My birth mother, known fondly as Tookie, had four children. First came Perry in 1949, then Rodger in 1952, then Phillip in 1962 and lastly me, in 1967.
Perry died the same year Phillip was born, the victim of an accidental shooting by Rodger with a gun their father bought them, a gun Tookie never wanted my brothers to have. She divorced their father not too long after that.
Sometime about 1965, Tookie rekindled a love affair with her high school sweetheart, a big bear of a man who was unfortunately (for my mother) married to someone else. When she discovered she was pregnant with me, she did not tell him. My brother Rodger, barely 15, drove Tookie to the hospital and didn't ask any questions when she came back home three days later without a baby. Those questions he'd save for later.
I was raised south of the river, my little town a 20 minute drive or so from the little town where Tookie was born and raised and where she brought up her two remaining boys. I've always known I was adopted, known it like I know my name, and accepted it as just the way things are. My adoptive mother told me a bit about my birth mother over the years: that both of my mothers were the same age (Tookie was in fact 42 when she had me, two years older than my adoptive mother), that I had brothers, that one of those brothers was known as a stellar guitarist and keyboardist even when he was a kid.
In the summer of 1979, my brother Phillip begged Tookie to allow him to live in Colorado with our cousins until school started again. She reluctantly agreed. He was killed in Colorado in a car accident a few weeks later.
When I turned 18, my adoptive mother handed me my adoption decree, which allowed me to know Tookie's name for the first time. I went looking, but found nothing. Tookie had moved several times over the years--to Kansas City, to Colorado, back to Kansas City, then to Reno--and I couldn't find her.
In 2001, I happened to see Tookie's obituary in the Kansas City paper. I went to her visitation. In my mind's eye, lots of people would be there and I'd blend into the crowd. The reality was a bit different. Maybe a dozen people stood around the front room of the funeral home, and when I walked in the door a little old man scurried up to me saying, "My lands! You must be Gene's daughter. You're the spittin image of him." That's how I discovered my birth father's name. Three more steps across the room and I felt a hand on my shoulder, turned, and came face to face with a small man in an ill-fitting tan sportcoat who looked so much like me we could be twins. We stood there staring at each other. "You're my baby sister," he simply said. "You're my big brother," I replied, and hugged him. The next afternoon he played a Jimi Hendrix song, Little Wing, at our mother's funeral. For weeks after that we were inseparable. Turns out he'd been looking for me since I was born, but didn't know my name because Tookie absolutely refused to tell him anything about my adoption. The years passed and we stayed in touch sporadically. He moved around a lot, always looking for another gig, another band that needed a guitar player, a keyboardist, a bass player, or a backup singer. Rodger struggled most of his adult life with alcohol addiction and so I heard from him most often in his periods of sobriety.

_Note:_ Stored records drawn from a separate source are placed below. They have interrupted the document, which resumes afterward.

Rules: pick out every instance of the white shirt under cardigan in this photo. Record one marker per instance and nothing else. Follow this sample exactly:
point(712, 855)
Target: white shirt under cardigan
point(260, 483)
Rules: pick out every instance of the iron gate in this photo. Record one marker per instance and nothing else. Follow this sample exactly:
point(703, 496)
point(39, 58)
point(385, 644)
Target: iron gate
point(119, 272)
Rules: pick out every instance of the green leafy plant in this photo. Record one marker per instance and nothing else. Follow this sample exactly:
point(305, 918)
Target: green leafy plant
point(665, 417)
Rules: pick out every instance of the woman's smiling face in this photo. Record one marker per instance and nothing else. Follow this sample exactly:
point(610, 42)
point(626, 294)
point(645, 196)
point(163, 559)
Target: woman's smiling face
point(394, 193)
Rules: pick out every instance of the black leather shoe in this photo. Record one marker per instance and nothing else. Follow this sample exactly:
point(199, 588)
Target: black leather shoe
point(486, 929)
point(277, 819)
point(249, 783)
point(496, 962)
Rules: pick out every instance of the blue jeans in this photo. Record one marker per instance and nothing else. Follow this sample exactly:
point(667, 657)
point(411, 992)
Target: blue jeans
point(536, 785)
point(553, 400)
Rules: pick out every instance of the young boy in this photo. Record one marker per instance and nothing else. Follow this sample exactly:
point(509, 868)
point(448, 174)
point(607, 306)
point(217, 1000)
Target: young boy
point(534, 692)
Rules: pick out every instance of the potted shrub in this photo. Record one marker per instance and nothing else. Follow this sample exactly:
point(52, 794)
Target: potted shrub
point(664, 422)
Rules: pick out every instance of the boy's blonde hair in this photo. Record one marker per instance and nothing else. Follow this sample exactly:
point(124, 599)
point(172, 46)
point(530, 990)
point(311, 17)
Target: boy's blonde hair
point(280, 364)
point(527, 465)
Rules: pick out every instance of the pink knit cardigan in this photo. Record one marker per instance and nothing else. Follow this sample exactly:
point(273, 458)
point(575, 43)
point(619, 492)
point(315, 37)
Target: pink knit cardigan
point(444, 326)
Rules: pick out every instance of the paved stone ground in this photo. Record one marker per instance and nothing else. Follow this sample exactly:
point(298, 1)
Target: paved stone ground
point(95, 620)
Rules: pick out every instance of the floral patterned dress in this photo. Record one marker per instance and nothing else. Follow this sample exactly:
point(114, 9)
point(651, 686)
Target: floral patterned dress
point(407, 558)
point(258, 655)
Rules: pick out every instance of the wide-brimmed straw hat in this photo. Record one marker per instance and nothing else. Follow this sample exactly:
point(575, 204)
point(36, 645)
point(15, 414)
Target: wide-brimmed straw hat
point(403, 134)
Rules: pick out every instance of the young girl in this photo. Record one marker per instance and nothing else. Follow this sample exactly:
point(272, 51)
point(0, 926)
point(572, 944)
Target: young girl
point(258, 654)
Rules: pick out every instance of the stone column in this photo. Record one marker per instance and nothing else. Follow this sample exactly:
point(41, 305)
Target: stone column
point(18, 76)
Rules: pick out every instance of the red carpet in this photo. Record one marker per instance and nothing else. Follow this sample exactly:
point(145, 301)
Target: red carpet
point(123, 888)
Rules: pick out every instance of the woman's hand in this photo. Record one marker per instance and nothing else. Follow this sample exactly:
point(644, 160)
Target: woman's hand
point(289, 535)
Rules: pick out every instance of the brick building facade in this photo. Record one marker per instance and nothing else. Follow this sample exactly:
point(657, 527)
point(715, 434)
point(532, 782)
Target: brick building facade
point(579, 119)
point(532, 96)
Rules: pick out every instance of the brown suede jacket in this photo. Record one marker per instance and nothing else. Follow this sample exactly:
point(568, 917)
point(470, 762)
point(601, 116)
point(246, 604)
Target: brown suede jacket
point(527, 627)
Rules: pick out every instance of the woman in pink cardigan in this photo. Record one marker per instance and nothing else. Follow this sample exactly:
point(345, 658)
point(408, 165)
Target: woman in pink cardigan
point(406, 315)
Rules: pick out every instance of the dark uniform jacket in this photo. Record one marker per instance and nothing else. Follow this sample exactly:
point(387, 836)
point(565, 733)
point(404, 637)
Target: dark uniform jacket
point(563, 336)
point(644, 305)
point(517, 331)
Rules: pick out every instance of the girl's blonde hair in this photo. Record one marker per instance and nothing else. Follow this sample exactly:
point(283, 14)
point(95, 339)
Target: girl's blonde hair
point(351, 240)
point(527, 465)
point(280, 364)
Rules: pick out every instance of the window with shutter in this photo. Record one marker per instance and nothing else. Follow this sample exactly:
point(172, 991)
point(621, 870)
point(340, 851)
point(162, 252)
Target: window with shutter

My friend Janice called me Saturday. She'd grown up with Rodger, a fact I didn't learn until very recently when I happened to mention to her that I was adopted. She said, "Oh, honey," and began to cry. Somehow I knew she was calling about Rodger. "Is it my brother?" I asked, and she said yes. Rodger had died on Tuesday at a hospital near Kansas City. I hadn't seen him or talked to him in nearly five years. The person who brought him to the hospital knew that his only kin was a little sister, but couldn't remember my last name. The hospital released Rodger to the funeral home in his hometown and asked the funeral home to notify them of any next-of-kin located. In the way of small towns, it went like this: the funeral home tried to call my brother's best friend Billy who happens to be without phone service because he's in the county jail, and then called a relative of Billy's who told them he didn't know my name but they should call Janice, then called Janice who gave them my name but told them she would inform me of my brother's death herself. I got the official phone call from the hospital ten minutes after I hung up with Janice.
Tuesday afternoon we will bury my brother on the hillside in Southpoint Cemetery near our mother and our brothers Perry and Phillip. I am now the only living child of Tookie.